Xonshiz / comic-dl

Comic-dl is a command line tool to download manga and comics from various comic and manga sites. Supported sites : readcomiconline.to, mangafox.me, comic naver and many more.
https://github.com/Xonshiz/comic-dl
MIT License
545 stars 68 forks source link

Refusing to download from readcomiconline.li #299

Open aaronbkm opened 2 years ago

aaronbkm commented 2 years ago

Error_Log.log I have been using this for many months, without issue, but today, whenever I try to download something from readcomiconline.li it gives an error, Screenshot (4) I have included the error log, and a screenshot of the error

grecusg commented 2 years ago

I was previously getting the same error on a Mac (Monterey 12.2.1), with an identical stack trace. I then updated the Python cloudscraper package from 1.2.34 (iirc) to 1.2.60 and now get a shorter error message:

Fooling CloudFlare...Please Wait... cloudscraper.exceptions.CloudflareChallengeError: Detected a Cloudflare version 2 challenge, This feature is not available in the opensource (free) version.

Xonshiz commented 2 years ago

That shorter message tells the issue properly. That's nothing that I can fix/change since it's dependent on another library. Time to look for another alternative then :(

topotech commented 2 years ago

Maybe allowing to inject cookies (particularly a valid "cf_clearance" copied from any browser) may help with this problem. Or is it more complex than that?

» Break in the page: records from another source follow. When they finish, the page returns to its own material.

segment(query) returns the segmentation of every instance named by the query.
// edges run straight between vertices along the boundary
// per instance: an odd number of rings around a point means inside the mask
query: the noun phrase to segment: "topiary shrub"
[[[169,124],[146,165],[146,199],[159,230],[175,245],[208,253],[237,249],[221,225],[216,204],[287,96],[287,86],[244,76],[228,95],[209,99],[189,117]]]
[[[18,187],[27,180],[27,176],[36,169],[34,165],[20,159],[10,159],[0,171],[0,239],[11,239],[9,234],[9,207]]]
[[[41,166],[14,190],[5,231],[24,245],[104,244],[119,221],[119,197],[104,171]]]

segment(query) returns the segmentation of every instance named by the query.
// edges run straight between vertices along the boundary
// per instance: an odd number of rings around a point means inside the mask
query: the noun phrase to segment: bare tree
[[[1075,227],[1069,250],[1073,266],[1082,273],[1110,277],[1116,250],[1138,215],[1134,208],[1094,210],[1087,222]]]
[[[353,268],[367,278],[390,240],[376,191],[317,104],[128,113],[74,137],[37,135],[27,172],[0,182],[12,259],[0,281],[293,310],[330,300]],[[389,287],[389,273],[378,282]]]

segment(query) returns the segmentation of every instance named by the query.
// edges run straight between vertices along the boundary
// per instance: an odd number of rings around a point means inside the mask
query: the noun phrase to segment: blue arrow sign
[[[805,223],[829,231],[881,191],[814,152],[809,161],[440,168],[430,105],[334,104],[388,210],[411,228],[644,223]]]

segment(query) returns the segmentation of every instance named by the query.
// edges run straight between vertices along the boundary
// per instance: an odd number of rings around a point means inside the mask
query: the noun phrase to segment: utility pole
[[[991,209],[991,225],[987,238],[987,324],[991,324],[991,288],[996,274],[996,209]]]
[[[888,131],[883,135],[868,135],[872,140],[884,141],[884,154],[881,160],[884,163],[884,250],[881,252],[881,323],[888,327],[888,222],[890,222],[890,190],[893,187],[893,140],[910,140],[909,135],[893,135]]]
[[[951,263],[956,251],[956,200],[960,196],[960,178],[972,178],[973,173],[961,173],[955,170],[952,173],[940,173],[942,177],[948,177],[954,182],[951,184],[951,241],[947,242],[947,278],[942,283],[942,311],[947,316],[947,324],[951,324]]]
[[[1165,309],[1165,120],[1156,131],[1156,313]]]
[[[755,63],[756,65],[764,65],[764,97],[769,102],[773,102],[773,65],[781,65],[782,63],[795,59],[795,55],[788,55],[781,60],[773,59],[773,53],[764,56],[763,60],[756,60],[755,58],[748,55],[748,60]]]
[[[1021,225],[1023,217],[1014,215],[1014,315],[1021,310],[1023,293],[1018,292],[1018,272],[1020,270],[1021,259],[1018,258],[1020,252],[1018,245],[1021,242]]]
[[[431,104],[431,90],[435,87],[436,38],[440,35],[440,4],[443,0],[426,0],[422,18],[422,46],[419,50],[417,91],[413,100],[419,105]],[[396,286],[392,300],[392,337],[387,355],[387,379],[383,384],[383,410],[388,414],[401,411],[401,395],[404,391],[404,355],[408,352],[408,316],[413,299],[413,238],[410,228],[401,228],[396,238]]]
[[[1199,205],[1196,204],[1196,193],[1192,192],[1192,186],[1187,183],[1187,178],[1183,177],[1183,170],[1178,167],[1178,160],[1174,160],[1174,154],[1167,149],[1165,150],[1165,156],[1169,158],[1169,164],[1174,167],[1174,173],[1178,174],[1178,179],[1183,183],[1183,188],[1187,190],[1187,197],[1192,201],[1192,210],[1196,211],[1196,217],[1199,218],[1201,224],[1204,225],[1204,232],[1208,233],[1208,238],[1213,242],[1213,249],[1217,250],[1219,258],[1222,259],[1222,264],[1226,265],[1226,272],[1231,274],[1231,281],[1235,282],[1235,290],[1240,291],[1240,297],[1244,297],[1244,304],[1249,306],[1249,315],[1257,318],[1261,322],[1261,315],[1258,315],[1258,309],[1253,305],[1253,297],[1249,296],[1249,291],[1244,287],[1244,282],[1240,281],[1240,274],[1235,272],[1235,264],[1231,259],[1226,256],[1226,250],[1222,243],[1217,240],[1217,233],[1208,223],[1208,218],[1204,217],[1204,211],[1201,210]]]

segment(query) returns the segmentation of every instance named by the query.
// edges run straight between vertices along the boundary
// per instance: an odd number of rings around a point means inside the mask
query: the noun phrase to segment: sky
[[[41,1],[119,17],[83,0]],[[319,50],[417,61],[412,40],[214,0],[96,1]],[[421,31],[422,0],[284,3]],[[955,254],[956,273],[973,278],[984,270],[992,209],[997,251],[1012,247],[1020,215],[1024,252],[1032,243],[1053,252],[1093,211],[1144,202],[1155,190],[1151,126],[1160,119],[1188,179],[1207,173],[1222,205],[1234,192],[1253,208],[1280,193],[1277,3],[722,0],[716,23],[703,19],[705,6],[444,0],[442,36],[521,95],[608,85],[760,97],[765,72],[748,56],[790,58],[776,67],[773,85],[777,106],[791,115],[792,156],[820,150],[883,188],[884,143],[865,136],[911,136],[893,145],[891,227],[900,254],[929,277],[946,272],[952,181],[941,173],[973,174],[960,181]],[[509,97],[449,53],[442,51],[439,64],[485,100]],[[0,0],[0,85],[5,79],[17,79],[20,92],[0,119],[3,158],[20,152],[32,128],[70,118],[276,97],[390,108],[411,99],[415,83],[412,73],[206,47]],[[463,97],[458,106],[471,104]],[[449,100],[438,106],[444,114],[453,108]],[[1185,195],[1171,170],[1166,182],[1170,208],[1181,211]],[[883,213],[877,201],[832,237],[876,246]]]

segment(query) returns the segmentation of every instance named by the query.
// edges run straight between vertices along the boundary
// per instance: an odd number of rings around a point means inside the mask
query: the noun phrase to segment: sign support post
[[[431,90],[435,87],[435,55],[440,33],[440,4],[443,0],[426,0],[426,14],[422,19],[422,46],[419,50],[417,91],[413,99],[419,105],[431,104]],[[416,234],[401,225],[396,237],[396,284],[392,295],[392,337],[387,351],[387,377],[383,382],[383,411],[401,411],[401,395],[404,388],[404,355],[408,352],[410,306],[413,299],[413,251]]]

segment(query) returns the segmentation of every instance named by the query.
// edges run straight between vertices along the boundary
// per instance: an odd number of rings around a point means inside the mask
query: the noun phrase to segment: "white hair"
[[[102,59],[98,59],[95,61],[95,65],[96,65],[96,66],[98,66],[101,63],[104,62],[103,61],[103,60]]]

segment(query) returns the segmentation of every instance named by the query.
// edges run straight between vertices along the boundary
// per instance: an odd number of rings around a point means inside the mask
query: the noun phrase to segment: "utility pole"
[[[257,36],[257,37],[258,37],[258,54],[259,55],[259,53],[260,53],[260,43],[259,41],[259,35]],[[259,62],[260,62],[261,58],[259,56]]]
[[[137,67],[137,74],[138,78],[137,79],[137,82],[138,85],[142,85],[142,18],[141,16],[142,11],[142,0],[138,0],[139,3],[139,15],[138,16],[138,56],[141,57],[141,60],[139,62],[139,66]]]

Xonshiz commented 2 years ago

That's all dependent on the external library in question. I didn't get time this weekend, but I'm hopeful I'll look at this over the next weekend and probably look for some alternatives for the same. Also, will try passing that cf_clearance token as well, thanks for suggestion @topotech :)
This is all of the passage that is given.